Residents of temperate or tropical climates often assume, mistakenly, that ice and snow are devoid of life. In fact, a number of varieties of algae such as diatoms engage in photosynthesis in arctic and alpine regions of Earth. Other energy sources include Aeolian dust and pollen swept in from other regions. These ecosystems also include bacteria and fungi, as well as animals like flatworms and crustaceans. A number of sympagic worm species are commonly called ice worms.

Additionally, the ocean has abundant plankton, and prolific algal blooms occur in the polar regions each summer as well as in high mountain lakes, bringing nutrients to those parts of the ice in contact with the water. In the Arctic Ocean, ice algae accounts for close to half of the primary production during the summer months. In the spring, krill can scrape off the green lawn of ice algae from the underside of the pack ice.
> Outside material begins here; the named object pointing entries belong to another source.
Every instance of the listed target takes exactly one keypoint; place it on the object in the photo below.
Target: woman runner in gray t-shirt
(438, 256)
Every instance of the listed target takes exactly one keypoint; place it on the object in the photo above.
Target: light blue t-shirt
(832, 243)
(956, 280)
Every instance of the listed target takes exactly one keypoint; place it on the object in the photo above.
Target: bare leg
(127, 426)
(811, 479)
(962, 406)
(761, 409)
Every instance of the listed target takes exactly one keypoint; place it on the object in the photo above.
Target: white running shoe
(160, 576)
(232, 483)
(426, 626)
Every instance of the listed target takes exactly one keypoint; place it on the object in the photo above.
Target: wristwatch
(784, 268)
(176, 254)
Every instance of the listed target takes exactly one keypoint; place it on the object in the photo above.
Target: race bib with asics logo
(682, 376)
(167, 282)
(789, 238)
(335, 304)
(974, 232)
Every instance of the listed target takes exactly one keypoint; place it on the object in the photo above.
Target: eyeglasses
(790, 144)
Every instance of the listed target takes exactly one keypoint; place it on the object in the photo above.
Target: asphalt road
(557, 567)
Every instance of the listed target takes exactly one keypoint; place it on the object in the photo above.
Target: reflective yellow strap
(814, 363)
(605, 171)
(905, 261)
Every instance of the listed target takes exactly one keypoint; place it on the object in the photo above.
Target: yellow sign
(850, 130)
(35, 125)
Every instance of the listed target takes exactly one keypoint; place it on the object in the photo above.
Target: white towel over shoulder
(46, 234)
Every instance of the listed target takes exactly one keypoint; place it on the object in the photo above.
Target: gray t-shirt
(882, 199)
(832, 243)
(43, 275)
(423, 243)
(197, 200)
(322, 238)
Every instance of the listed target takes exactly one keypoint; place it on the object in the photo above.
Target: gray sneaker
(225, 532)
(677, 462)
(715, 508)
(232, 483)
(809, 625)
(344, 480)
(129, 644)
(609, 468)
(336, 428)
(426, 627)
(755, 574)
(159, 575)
== Endemic species in the Arctic ==
The Arctic sea ice and its related biota are unique, and the year-round persistence of the ice has allowed the development of ice endemic species. The specialized sympagic community within the sea ice is found in the tiny liquid filled network of pores and brine channels or at the ice-water interface. The organisms living within the sea ice are consequently small (<1mm), and dominated by bacteria, and unicellular plants and animals.

Diatoms are considered the most important primary producers inside the ice with more than 200 species occurring in Arctic sea ice. In addition, flagellates contribute to biodiversity. Protozoan and metazoan ice meiofauna, in particular turbellarians, nematodes, crustaceans and rotifers, can be abundant in all ice types year-round. In spring, larvae and juveniles of benthic animals (e.g. polychaetes and molluscs) migrate into coastal fast ice to feed on the ice algae for a few weeks.

A partially endemic fauna, comprising mainly gammaridean amphipods, thrives at the underside of ice floes. Locally and seasonally occurring at several hundred individuals per square meter, they are important mediators for particulate organic matter from the sea ice to the water column. Ice-associated and pelagic crustaceans are the major food sources for polar cod (Boreogadus saida) that occurs in close association with sea ice and acts as the major link from the ice-related food web to seals and whales.

While previous studies of coastal and offshore sea ice provided a glimpse of the seasonal and regional abundances and the diversity of the ice-associated biota, biodiversity in these communities is virtually unknown for all groups, from bacteria to metazoans. Many taxa are likely still undiscovered due to the methodological problems in analyzing ice samples. The study of diversity of ice related environments is urgently required before they ultimately change with altering ice regimes and the likely loss of the multi-year ice cover.